My first lesson of the year. Part 1 (Not quite a lesson plan).

So, our courses start next week and teachers are all getting their first lessons ready. It’s also the time of year when we end up dealing with the stream of calls and emails from parents whose child has come back from his/her first lesson and said “That course is too easy for me”.

It made me think.Do we plan our first lessons for our students’ learning, or for fun, ‘win  ’em over’ sessions? Believe me, in my experience, if it’s the latter, it’ll all end in tears … the teacher’s.

This year I’ve made a decision to raise the bar and push my B2 teens right from the first lesson. Here’s what I’m going to do in my first lesson (1hr 30m). They are a group of  14-18 yr olds (14 of them) who are likely to take the Cambridge First exam in June 2017) As you will see, it’s not a lesson plan, just a brief running order. It’s not even properly finished, it’s very much in progress (and I wrote it on the train ride home, hence the hastily-edited typos!)

1. A short dictagloss using some personal/general  info about me (no, not ego-centric, just practical) and a level-appropriate range of structures and vocab you’d expect at entry B2 (dictagloss: listen, write key words, repeat once, collaborate in small groups to re-construct the text in small groups, check). Sts reflect on skills this activity helps to develop and how/why relevant to real life.

2. Students then investigate how many questions they can generate from the info in the dictagloss, e.g. “How long have you been living here?” Or “Why did you decide to work in Italy?”

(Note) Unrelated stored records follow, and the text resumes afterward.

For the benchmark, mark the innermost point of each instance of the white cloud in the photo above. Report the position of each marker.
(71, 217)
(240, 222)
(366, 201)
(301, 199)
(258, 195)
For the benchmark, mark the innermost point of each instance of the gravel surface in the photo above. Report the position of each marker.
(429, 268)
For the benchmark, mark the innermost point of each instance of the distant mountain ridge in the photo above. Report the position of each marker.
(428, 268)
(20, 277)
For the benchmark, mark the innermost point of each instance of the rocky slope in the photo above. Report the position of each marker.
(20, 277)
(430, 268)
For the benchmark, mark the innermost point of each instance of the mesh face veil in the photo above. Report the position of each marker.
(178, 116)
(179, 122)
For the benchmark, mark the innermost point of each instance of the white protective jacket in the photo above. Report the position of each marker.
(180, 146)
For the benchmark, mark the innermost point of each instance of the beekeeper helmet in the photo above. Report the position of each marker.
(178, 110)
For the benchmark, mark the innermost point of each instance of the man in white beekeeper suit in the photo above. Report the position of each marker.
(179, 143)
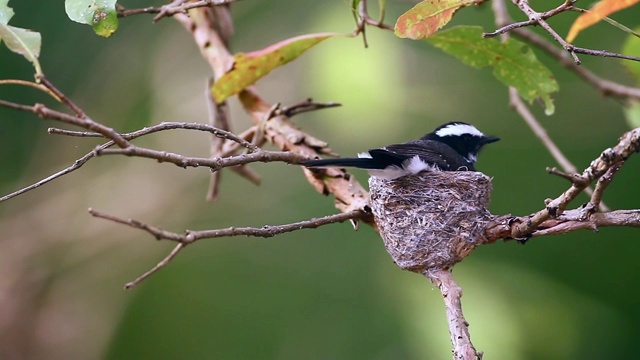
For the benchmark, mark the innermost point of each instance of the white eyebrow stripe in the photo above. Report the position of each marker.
(459, 129)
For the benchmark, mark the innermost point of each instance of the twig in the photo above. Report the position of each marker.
(595, 202)
(86, 123)
(535, 126)
(60, 95)
(363, 19)
(130, 136)
(164, 262)
(190, 236)
(179, 6)
(463, 349)
(266, 231)
(629, 143)
(214, 164)
(537, 18)
(606, 87)
(305, 106)
(504, 226)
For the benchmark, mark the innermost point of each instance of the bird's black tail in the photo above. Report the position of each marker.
(362, 163)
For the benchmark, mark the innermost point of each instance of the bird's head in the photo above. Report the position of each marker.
(464, 138)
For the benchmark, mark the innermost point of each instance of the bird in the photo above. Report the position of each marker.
(453, 146)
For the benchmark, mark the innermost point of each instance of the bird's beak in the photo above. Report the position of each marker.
(490, 139)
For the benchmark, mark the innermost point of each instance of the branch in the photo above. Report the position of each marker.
(177, 6)
(278, 130)
(629, 143)
(504, 226)
(463, 349)
(130, 136)
(191, 236)
(522, 109)
(537, 18)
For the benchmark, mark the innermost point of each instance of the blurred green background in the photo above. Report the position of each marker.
(329, 293)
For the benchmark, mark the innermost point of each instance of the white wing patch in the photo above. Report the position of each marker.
(410, 166)
(459, 129)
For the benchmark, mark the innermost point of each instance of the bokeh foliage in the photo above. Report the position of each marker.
(327, 293)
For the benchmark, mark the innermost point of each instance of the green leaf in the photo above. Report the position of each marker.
(632, 113)
(249, 68)
(427, 17)
(631, 47)
(513, 63)
(100, 14)
(6, 13)
(24, 42)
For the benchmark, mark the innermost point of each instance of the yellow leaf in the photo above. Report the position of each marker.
(601, 10)
(427, 17)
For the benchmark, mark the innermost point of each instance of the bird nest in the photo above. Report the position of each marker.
(431, 220)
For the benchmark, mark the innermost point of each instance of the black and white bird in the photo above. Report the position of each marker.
(451, 147)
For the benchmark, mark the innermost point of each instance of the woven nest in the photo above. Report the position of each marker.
(431, 220)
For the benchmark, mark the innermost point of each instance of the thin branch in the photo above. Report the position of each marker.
(86, 123)
(503, 227)
(266, 231)
(606, 87)
(305, 106)
(363, 19)
(535, 126)
(537, 18)
(60, 95)
(214, 164)
(628, 144)
(75, 166)
(178, 6)
(595, 203)
(463, 349)
(130, 136)
(190, 236)
(164, 262)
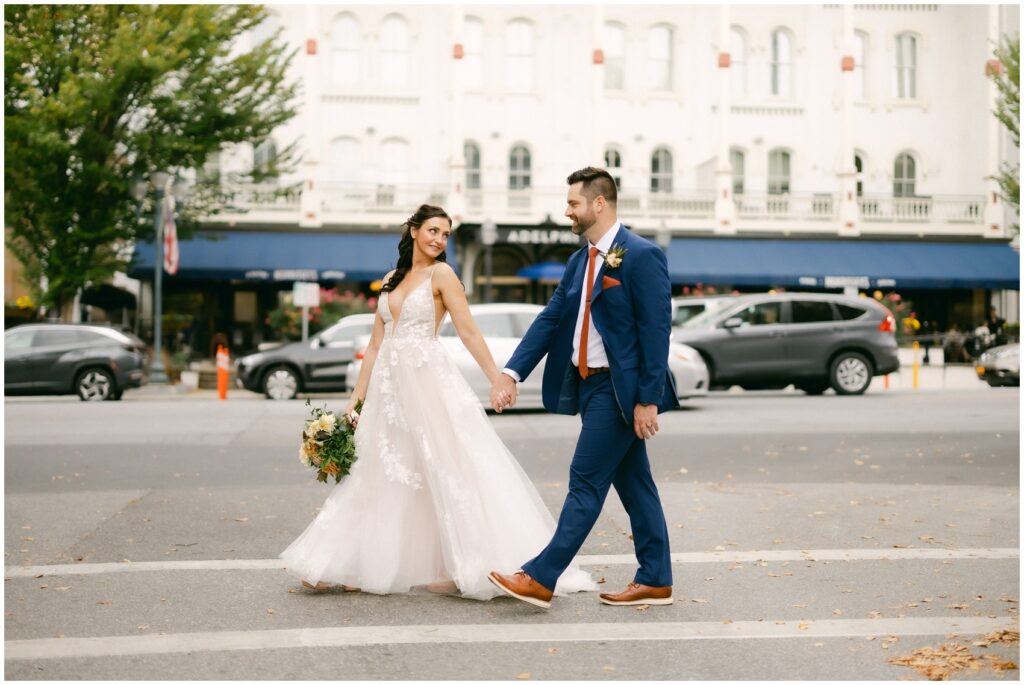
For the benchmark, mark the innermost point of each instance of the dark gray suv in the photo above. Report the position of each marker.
(810, 340)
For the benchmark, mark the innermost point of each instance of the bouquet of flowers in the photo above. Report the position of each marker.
(329, 442)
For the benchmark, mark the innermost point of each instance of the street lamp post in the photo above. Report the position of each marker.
(488, 236)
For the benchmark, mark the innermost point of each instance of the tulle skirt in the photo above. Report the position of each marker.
(434, 497)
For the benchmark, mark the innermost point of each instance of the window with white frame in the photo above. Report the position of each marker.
(345, 49)
(778, 172)
(781, 63)
(859, 65)
(613, 44)
(660, 171)
(906, 66)
(472, 154)
(659, 57)
(613, 165)
(737, 66)
(472, 60)
(904, 176)
(394, 51)
(737, 160)
(519, 55)
(519, 168)
(345, 161)
(394, 164)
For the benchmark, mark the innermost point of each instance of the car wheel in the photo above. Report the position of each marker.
(94, 385)
(281, 383)
(850, 374)
(813, 388)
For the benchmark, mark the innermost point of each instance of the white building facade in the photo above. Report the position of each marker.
(866, 123)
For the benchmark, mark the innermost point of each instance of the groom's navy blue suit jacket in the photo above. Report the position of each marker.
(634, 317)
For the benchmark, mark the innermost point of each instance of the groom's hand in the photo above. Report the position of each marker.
(503, 392)
(645, 421)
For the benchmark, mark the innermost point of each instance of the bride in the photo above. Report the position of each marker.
(435, 499)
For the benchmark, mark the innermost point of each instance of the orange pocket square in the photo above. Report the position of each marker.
(608, 282)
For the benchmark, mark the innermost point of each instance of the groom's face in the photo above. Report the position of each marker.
(580, 210)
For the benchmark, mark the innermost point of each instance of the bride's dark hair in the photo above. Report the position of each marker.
(406, 244)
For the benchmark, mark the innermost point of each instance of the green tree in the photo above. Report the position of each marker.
(97, 96)
(1008, 111)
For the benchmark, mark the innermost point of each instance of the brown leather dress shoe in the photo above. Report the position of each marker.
(638, 594)
(522, 587)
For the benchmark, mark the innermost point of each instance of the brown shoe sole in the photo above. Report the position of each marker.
(634, 602)
(529, 600)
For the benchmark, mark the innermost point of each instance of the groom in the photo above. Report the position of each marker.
(605, 332)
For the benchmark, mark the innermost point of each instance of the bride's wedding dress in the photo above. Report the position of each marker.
(434, 497)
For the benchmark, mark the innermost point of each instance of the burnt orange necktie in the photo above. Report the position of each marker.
(586, 313)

3. Students change groups and now review questions to make them relevant to their peers and context. E.g. “Why did you decide to study English?” (Teacher monitors and feeds in necessary language).[I am not sure about this part yet. It might be difficult to make some stuff appropriate for the life experience gap so I need to make sure the text in 1.is adaptable, or maybe get them to talk about how to adapt it to their lives first, then do Qs? Hmm…]

4. Students then pair up and ask/answer the questions they prepared and take notes on partner’s answers writing key words (ask why key words are important). Repeat with another st.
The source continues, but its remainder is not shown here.